Wahai Benua Columbus Copernicus Amerika….tunggu kedatanganku!!!

Mt Pleasant, Michigan, 1 Januari 2015
Beruntung kami sudah packing sejak kemarin. Pagi ini sebelum berangkat, aku memasak 6 butir telur mata sapi sementara suami tampak heboh kasrak-kusruk dengan penggorengan. Ku akui, dalam hal memasak nasi goreng, suamiku jauh lebih unggul. Itu karena ia bisa menemukan rasio yang tepat antara level keempukan nasi dengan ketebalan terasi. Untuk menghemat pengeluaran, aku bertekad untuk membawa bekal, setidaknya bisa mengurangi resiko jajan gorengan sembarangan di jalan. Setelah semua masak-masak dan beres-beres apartemen berakhir, aku mengguyur badan agak lebih lama(yang biasanya mandi cuma 4 menit sekarang menjadi 4 menit lebih 20 detik), mengingat kemungkinan akan bisa bertemu bak mandi kembali sekitar 4 hari yang akan datang.
Jam 12 lebih sedikit, kawan kami, sebut-saja-Bambang yang akan ikut bergabung berpetualang mengetuk pintu. Ia membawa tas punggung coklat (sepintas ia tampak sedang memanggul brownies alih-alih tas punggung). Tentengan Bambang tampak matching habis karena ia menjinjing tas kertas berwarna biru langit kerlap-kerlip plus pita biru dan travel pillow yang biru juga. Ku akui, tentengannya jauh lebih keren dibandingkan aku yang memasukkan sebagian stok makanan ke dalam kantong kresek bertuliskan Walmart. Aku merasa seperti hendak mengantarkan nasi bungkus ke sawah.

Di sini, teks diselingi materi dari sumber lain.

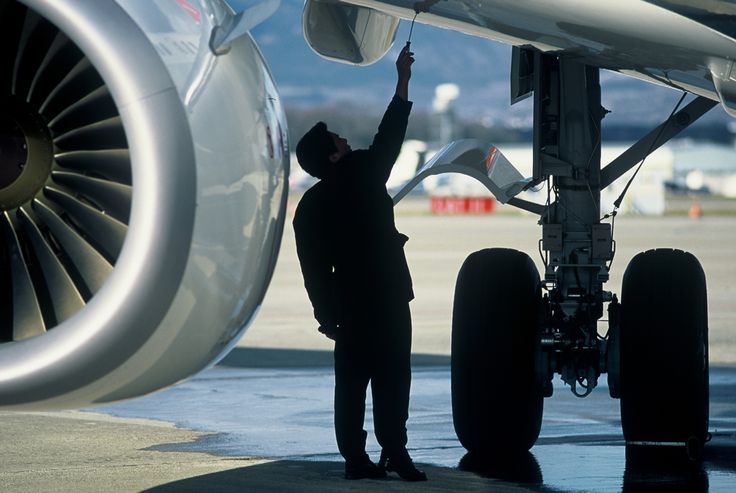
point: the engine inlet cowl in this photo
(65, 176)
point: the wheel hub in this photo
(26, 153)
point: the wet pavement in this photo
(285, 413)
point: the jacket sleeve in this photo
(390, 136)
(313, 250)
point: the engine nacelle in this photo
(143, 186)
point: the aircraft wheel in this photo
(496, 398)
(664, 350)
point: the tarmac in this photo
(261, 420)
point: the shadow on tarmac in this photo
(245, 357)
(647, 470)
(313, 476)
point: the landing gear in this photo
(496, 399)
(664, 350)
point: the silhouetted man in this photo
(356, 275)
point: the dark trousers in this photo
(375, 350)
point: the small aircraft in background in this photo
(513, 329)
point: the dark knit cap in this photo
(314, 149)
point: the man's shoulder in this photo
(312, 199)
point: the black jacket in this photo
(351, 254)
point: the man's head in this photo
(319, 149)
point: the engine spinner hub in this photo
(26, 153)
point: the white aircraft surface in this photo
(143, 178)
(512, 328)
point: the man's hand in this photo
(403, 68)
(329, 330)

Tapi lihatlah suamiku….aih…tampak gagah sekali lelaki ini…Tas gunung merk Teton ini tingginya hampir melebihi kepala suamiku saat dipanggulnya. Ia juga melampirkan tas kamera Nikon super baru yang baru saja kami beli kemarin. Bahkan bau ‘baru’nya bisa tercium dari radius seratus meter andai saja bau nasi goreng terasi ini tidak menghalangi. Bagai pasukan perang yang sudah dilengkapi seribu amunisi, kami keluar rumah, melangkah maju sambil berteriak kencang. “Petualangan…Kami dataaaaaang!!!!”

East Lansing, Michigan, 1 Januari 2015
Jam 3 sore bus sudah mendepak kami di East Lansing, kota dimana kampus terbaik seantero Michigan alias Michigan State Univeristy (MSU) ini berada. Awalnya, tidak ada rencana untuk jalan-jalan di sini. Namun, karena masih ada  waktu 3 jam sebelum bus berikutnya datang, belum lagi tempat menunggu bus yang sangat kecil dan tidak nyaman, akhirnya kami memutuskan untuk mengunjungi MSU yang berada tepat di seberang halte bus.

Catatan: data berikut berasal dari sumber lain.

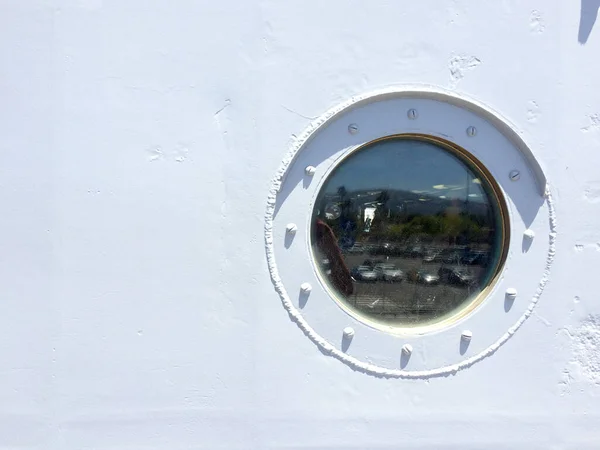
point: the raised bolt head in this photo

Karena sedang liburan, kampus tampak lengang dan sunyi. Halaman berumput yang luas dan memanjang membuat jarak antara jalan raya dengan bangunan kampus terpisah jauh. Saat masih menyusuri jalan setapak di dalam kampus, tiupan peluit raksasa kereta mengagetkan kami, yang segera disusul rombongan kereta barang yang mengular dan teramat panjang tiada habisnya. Sekitar 5 menit barulah kami bisa melihat gerbong terakhirnya.

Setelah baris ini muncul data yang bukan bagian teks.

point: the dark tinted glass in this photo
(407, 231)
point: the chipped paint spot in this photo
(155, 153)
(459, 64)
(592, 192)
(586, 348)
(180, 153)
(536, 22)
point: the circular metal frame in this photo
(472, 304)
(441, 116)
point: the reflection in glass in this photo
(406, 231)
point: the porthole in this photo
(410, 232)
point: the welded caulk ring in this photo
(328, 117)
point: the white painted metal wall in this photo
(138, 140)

“Wah, kalau saja di Indonesia penggunaan kereta bisa dimaksimalkan seperti itu, jalur pantura bisa lebih tertib dan tidak cepat rusak karena muatan truk yang berlebih,” ucap suamiku sambil matanya menerawang ke alam pantura sana. Semua orang tau Pantura itu proyek abadi. Opini luas menuding pemerintah sengaja menghamburkan uangnya untuk proyek "pesanan lebaran" ini. Alangkah lebih bijaknya jiga uang trilyunan ini dibagi-bagi untuk rakyat. Tapi...bukankah kontraktor juga rakyat? Tukang cor aspal juga rakyat... Yang ngaduk semen juga rakyat...Aku jadi mikir, apakah ada pembatas yang jelas antara rakyat dengan pejabat? Apakah pejabat itu wakil rakyat? Jika mereka wakil rakyat, berarti mereka kan rakyat juga..Jadi, kalau mereka korupsi, itu kan uangnya buat istri, anak, dan sanak saudara mereka yang notabenenya adalah rakyat juga kan?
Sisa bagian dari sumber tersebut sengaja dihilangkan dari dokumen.